If you see red streaks extending around your blister and upwards, you need to seek urgent medical attention. This is a condition called lymphangitis (commonly but incorrectly referred to as blood-borne infection or blood poisoning). This is a serious medical condition! Left unchecked, an infection can even lead to severe systemic reactions and death.
How to pop a blister on your foot
If you are going to lance your blister, you need to do it in a clean environment using clean techniques and sterile equipment.
- Firstly, clean your hands and foot (soap and water or antibacterial hand gel).
- Secondly, lance with a sterile implement (sterile scalpel blade or hypodermic needle) – read How Not To Drain A Blister. If necessary, lance it in 2 places where gravity and foot function will help fluid escape (this is a tip from Fixing Your Feet author, John Vonhof).
- Thirdly, apply an antiseptic (eg: Betadine) and dress with a sterile island dressing – read How To Treat Your Foot Blister.
- Fourthly, remove or deflect pressure. And reduce friction levels – read about how to cut friction levels for foot blisters.
- And finally, you need to keep it clean and monitor over the coming days for signs of infection.
Practical blister popping (lancing) demonstrations
Got a blister that needs lancing but don’t have the right gear?

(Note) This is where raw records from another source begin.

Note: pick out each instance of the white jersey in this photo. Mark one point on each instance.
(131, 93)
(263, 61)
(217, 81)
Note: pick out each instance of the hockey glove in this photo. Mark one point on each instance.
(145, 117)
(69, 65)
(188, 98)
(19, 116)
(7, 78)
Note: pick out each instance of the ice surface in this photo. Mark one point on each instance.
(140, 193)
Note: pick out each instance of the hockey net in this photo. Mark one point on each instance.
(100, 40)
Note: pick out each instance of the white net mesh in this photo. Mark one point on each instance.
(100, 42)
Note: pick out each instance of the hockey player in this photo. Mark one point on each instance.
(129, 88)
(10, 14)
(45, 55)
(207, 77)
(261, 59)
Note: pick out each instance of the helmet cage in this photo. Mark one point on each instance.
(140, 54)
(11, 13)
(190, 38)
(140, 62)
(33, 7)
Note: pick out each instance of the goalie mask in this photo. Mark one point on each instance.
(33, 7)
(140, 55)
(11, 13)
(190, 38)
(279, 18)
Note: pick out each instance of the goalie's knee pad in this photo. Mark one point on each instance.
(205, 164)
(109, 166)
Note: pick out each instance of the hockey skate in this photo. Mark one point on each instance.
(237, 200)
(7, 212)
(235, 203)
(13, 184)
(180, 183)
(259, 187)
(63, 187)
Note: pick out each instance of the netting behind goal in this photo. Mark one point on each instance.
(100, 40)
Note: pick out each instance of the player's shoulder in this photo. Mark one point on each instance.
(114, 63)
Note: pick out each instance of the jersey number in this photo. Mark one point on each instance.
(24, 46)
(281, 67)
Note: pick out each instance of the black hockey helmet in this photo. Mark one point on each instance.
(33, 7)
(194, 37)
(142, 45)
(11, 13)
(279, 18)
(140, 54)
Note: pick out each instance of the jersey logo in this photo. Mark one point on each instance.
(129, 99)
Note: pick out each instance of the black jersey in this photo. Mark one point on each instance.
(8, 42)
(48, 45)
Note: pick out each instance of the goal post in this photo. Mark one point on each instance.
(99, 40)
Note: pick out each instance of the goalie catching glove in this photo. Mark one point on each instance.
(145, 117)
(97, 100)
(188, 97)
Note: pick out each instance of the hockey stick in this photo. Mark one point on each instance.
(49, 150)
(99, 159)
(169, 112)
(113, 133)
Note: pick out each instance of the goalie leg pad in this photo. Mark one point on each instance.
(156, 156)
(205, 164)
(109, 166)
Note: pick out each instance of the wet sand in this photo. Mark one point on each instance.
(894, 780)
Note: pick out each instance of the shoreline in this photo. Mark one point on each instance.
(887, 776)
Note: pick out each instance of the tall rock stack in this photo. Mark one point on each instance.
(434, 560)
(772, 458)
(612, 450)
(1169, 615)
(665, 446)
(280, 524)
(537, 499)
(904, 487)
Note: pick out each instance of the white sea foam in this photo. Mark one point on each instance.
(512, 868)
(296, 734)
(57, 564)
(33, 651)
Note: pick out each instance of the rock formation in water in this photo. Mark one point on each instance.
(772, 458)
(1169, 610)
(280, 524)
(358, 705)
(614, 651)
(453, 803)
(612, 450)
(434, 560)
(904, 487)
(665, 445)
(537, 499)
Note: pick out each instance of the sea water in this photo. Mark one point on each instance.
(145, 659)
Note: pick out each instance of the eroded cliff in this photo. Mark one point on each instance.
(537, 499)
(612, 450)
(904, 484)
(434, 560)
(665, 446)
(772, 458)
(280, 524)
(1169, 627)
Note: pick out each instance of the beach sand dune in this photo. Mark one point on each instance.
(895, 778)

We’ve got you covered with our brand new sterile blister lance pack. It contains the gear you’ll need for 4 blister lancing and treatment episodes, so you can pop your blisters safely and avoid infection. It also includes detailed instructions on how to prepare your blister, perform the procedure and monitor it as it heals. Choose expedited shipping and you could have this pack in your hands tomorrow.
Does it hurt to pop a blister?
As the videos above show, it shouldn’t hurt to pop a blister. If your lancing implement is sharp, there is no need to press, push or squeeze your blister.
When it comes to popping blisters, judge the blister on its anatomical location, your activity, your health and the equipment you have available to you.
There are definite advantages to taking the situation into your own hands and popping a blister. Put it this way, it beats ignoring it, putting your shoes back on and hoping for the best.
However, popping blisters comes with risks. Therefore, if in doubt, leave it intact. Apply antiseptic and a sterile dressing. Reduce pressure and friction levels. And monitor regularly to ensure it hasn’t torn or become infected. Seek medical attention for specific advice on your situation.